= Job-seeking expense tax deductions =

Income tax breaks in the United States

Generally, expenses related to the carrying-on of a business or trade are deductible from a United States taxpayer's adjusted gross income. For many taxpayers, this means that expenses related to seeking new employment, including some relevant expenses incurred for the taxpayer's education, can be deducted, resulting in a tax break, as long as certain criteria are met. On average, United States job seekers can spend upwards of $300 per month in related job-seeking services.

The Tax Cuts and Jobs Act suspended the deduction for moving expenses and job search expenses for most taxpayers for tax years beginning after December 31, 2017 through January 1, 2026. This suspension does not apply to members of the Armed Forces of the United States on active duty who move pursuant to a military order related to a permanent change of station.

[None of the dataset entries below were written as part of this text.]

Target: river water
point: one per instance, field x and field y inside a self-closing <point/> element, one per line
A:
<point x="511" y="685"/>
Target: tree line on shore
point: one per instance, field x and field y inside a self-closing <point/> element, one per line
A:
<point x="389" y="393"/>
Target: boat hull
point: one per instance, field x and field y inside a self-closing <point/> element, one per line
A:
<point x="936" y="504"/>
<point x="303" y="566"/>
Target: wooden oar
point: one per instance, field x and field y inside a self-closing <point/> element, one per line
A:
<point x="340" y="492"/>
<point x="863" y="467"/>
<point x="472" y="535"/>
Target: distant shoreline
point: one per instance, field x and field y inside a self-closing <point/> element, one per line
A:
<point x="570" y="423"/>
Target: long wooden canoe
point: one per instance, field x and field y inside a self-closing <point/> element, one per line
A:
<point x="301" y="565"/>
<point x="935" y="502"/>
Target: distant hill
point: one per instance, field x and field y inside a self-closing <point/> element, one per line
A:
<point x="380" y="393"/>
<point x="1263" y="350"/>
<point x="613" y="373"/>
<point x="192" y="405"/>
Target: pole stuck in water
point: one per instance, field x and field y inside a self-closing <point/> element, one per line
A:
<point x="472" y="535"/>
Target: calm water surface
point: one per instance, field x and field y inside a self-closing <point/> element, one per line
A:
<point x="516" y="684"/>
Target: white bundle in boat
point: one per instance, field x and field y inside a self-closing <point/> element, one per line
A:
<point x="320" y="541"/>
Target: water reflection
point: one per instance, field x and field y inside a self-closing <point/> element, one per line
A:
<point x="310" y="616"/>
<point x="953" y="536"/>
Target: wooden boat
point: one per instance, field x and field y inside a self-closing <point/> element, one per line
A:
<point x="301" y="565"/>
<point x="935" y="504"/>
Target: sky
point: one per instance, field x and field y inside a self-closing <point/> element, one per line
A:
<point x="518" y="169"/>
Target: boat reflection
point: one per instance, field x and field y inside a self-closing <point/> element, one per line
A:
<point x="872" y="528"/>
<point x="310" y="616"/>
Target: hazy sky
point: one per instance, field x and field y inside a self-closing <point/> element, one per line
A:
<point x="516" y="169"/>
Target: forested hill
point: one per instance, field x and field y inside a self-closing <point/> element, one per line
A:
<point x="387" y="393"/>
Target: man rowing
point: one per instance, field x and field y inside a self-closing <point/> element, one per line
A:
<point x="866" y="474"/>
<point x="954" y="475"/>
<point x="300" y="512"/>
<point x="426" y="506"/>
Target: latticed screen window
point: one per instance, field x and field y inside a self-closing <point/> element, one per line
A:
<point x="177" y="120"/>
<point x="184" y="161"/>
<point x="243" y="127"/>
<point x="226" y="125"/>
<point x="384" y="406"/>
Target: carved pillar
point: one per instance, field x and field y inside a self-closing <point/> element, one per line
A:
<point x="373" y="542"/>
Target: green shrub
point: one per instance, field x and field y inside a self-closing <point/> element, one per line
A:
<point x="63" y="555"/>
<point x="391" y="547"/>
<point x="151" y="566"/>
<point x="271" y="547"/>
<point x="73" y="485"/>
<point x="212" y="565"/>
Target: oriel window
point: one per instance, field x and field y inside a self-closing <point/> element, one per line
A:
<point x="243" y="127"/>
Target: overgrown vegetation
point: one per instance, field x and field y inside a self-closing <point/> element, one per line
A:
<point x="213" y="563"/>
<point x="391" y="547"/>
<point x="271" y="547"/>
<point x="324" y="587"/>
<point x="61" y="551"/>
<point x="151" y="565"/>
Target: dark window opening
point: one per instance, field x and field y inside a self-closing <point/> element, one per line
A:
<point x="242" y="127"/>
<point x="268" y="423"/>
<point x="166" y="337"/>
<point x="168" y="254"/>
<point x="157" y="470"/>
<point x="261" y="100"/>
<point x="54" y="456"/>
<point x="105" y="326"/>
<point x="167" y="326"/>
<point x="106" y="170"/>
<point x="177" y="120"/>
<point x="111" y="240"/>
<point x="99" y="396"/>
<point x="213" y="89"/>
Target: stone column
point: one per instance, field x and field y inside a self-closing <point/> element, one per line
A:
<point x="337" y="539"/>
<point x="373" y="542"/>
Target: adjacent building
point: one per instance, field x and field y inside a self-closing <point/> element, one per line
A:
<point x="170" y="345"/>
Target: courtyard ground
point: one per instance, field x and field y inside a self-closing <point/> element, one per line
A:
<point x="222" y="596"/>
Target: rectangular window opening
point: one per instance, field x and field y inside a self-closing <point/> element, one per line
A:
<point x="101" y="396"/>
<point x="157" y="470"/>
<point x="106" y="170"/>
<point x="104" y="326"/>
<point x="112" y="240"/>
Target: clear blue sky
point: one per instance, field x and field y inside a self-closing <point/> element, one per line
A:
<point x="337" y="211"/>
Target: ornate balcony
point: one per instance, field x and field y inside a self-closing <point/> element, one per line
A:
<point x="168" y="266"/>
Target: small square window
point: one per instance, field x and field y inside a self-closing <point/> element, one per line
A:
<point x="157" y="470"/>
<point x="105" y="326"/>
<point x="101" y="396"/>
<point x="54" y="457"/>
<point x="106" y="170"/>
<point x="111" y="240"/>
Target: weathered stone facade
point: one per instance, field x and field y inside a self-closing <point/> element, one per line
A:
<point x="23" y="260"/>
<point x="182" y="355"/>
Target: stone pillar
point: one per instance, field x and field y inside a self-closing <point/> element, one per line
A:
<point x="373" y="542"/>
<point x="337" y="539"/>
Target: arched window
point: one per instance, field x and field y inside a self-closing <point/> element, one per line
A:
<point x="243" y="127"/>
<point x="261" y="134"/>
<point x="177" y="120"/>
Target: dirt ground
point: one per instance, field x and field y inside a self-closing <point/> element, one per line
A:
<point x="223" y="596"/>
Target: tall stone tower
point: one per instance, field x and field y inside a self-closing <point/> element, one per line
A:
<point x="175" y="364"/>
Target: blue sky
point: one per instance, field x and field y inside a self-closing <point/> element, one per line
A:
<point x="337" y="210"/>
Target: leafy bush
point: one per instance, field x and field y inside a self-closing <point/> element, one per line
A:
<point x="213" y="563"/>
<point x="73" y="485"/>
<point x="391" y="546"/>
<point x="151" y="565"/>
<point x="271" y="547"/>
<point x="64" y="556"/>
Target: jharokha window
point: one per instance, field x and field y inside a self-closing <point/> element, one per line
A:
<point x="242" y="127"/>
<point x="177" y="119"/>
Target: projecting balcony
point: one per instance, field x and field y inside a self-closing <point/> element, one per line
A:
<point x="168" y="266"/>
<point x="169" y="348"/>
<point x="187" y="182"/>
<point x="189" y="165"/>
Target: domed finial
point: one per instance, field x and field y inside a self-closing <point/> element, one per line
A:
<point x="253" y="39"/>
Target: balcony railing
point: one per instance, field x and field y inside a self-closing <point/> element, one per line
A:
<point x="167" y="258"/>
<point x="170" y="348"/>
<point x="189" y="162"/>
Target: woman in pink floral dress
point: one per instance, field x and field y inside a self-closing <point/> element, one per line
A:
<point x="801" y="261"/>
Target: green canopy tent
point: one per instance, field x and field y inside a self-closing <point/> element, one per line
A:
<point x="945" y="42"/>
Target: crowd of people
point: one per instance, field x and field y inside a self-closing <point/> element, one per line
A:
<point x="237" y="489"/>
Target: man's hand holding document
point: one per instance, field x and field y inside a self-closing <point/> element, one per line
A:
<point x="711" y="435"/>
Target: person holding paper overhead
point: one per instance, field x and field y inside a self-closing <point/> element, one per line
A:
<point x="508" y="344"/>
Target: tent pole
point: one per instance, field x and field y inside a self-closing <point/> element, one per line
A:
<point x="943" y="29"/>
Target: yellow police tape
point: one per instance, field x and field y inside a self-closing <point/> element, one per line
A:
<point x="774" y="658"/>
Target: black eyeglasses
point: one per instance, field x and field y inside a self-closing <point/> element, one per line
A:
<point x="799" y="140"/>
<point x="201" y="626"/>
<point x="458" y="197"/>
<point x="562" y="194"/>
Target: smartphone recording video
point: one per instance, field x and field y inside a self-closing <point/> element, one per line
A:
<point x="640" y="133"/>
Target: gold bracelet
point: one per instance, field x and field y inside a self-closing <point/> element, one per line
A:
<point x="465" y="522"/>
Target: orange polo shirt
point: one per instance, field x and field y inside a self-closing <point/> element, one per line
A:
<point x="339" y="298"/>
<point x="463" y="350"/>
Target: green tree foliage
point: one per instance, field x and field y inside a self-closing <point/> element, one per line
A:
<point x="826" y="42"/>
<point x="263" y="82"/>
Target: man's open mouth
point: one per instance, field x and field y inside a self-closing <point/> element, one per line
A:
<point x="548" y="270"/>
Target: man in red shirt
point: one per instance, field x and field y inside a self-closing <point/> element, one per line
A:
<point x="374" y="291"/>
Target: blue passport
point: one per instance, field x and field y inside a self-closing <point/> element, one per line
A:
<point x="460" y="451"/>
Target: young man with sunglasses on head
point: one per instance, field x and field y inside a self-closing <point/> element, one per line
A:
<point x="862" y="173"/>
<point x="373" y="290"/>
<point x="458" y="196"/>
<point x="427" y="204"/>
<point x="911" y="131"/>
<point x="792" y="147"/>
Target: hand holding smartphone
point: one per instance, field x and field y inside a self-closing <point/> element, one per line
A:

First, such costs must qualify as expenses, as contemplated by the U.S. tax code, and not as capital expenditures (generally, a capital expenditure is a cost associated with producing a benefit with a useful life of more than one year, such as a long-term investment). Second, if the cost qualifies as an expense, it may be deductible if it can be characterized as an "ordinary and necessary expense paid or incurred during the taxable year in carrying on any trade or business...." For purposes of the average taxpayer looking to deduct expenses related to seeking new employment, the relevant inquiry is whether the new position sought can be deemed to be "carrying on" the prior business or trade of that taxpayer, as costs associated with starting up a new business or trade are not immediately deductible and are subject to a special form of amortization.

Whether seeking new employment, and the costs associated therewith, can be deemed as "carrying on" a prior business or trade is fact- and context-specific. However, the IRS, with approval of the courts, has insisted on a high degree of sameness between the new position sought and the previous means of employment. This means that if substantial differences exist between the duties, tasks, and activities of the taxpayer's prior job and those of the job he now seeks, then the expenses incurred will be deemed to be start-up costs, and not subject to immediate deduction. Similarly, if the taxpayer has undergone a significant hiatus between the prior position of employment and the one now sought, expenses will not be considered "carrying on" the business or trade. Again, whether a hiatus would be considered significant is highly fact- and context-specific. The relevant inquiry here should be whether there is a "substantial lack of continuity." If the taxpayer terminated his previous employment with little indication of seeking a new position in the same profession, it is likely that time spent unemployed or employed in a different field would prevent the taxpayer from claiming that he was "carrying on" his prior business or trade.

The ability to deduct the costs of seeking new employment is a distinct advantage for many taxpayers, but one likely to be overlooked. To recap, a taxpayer may only deduct the costs associated with seeking new employment when that taxpayer is searching for a new employer in substantially the same profession. Further, a significant hiatus between jobs may bar claiming this type of deduction.